Renoise multiplicative combining series#
When I first started doing time series analysis, the only way to visualise how a time series splits into different components was to use base R. You can have a time series that is somewhere in between the two, a statistician’s “it depends”, but I’m interested in attaining a quick classification so I won’t be handling this complication here. This is often seen in indexed time series where the absolute value is growing but changes stay relative. If you have an increasing trend, you still see roughly the same size peaks and troughs throughout the time series. In an additive time series, the components add together to make the time series. This is common when you’re looking at web traffic. If you have an increasing trend, the amplitude of seasonal activity increases. In a multiplicative time series, the components multiply together to make the time series.
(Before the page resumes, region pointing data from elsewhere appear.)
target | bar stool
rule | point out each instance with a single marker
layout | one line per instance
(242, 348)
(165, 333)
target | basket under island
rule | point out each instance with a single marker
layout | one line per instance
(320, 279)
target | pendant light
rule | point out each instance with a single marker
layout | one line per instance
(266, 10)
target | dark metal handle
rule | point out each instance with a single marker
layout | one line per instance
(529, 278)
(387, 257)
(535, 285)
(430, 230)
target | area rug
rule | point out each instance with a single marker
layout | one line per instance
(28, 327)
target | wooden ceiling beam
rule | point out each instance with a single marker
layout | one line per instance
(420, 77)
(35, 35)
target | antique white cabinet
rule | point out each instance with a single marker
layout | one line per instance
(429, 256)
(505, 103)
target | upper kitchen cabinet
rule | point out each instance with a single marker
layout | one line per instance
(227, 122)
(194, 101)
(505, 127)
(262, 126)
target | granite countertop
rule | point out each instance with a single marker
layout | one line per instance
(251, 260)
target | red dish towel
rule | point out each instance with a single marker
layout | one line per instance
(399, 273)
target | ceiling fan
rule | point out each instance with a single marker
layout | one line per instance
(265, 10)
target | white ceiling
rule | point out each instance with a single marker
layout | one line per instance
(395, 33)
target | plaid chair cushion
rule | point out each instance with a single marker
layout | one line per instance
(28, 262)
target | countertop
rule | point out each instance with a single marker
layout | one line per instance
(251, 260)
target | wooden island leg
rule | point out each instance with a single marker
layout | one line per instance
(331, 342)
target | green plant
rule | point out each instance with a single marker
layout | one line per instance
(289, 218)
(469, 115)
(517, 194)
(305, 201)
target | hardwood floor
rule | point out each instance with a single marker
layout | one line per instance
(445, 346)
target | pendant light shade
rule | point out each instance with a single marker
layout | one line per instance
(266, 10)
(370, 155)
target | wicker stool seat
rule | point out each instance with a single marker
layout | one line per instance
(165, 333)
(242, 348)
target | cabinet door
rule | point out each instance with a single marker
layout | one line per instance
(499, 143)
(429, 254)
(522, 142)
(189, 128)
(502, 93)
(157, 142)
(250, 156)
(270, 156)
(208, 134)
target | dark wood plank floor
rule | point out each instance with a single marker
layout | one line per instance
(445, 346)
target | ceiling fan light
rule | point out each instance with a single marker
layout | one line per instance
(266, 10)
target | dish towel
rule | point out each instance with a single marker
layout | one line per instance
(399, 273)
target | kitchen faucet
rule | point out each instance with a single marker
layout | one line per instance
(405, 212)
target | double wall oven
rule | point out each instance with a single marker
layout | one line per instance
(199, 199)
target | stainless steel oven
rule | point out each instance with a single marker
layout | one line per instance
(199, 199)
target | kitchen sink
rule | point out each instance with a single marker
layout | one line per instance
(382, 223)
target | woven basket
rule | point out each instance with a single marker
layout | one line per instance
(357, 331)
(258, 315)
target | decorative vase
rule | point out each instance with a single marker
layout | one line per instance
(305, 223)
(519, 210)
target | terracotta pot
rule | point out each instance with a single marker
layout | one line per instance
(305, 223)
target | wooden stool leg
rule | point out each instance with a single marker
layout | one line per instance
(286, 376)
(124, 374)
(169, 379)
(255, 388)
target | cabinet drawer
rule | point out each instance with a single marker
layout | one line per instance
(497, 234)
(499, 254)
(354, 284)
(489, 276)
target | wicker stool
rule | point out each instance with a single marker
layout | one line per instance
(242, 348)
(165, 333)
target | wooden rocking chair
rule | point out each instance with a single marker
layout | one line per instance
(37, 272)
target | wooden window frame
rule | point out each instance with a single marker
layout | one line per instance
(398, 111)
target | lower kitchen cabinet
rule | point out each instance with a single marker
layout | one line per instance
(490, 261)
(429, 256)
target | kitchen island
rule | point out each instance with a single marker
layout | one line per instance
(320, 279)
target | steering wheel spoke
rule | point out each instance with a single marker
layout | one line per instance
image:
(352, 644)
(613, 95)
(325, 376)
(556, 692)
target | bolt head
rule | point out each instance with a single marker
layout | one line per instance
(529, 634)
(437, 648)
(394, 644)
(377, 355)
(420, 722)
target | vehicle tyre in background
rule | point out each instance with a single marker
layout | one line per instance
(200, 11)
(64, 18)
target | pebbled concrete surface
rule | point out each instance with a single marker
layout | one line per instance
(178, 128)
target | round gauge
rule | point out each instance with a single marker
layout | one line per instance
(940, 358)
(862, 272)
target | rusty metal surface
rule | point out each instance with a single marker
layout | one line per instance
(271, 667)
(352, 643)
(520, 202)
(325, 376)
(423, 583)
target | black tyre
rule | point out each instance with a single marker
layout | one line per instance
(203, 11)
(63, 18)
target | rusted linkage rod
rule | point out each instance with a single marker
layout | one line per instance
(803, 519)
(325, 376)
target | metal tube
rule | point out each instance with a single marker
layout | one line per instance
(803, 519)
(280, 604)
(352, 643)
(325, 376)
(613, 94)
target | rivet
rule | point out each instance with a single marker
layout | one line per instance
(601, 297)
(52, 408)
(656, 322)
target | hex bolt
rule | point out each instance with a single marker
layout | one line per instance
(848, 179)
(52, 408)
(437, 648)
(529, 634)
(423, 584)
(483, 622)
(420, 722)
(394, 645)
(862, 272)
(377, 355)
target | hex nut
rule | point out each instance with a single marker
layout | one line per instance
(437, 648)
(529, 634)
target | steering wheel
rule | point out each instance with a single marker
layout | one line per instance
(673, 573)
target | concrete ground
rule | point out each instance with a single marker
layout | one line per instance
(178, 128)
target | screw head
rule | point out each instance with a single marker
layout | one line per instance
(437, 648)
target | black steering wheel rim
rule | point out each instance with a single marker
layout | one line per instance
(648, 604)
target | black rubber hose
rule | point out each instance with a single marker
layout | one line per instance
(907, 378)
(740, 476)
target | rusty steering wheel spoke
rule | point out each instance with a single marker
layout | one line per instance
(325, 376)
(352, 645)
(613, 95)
![renoise multiplicative combining renoise multiplicative combining](https://rekkerd.org/img/200905/renoise_2_1.jpg)
How these three components interact determines the difference between a multiplicative and an additive time series. – error/ residual/ irregular activity not explained by the trend or the seasonal value – seasonality how things change within a given period e.g. There are three components to a time series: It’s important to understand what the difference between a multiplicative time series and an additive one before we go any further. This post looks at how we can classify a given time series as one or the other to facilitate further processing.
![renoise multiplicative combining renoise multiplicative combining](https://i.ytimg.com/vi/LBGHBlbLcXE/maxresdefault.jpg)
![renoise multiplicative combining renoise multiplicative combining](https://i.pinimg.com/originals/51/6d/90/516d90a8089413b202c33f3558c48c5a.jpg)
The interactions between trend and seasonality are typically classified as either additive or multiplicative. To be able to analyse time series effectively, it helps to understand the interaction between general seasonality in activity and the underlying trend. Time series data is an important area of analysis, especially if you do a lot of web analytics.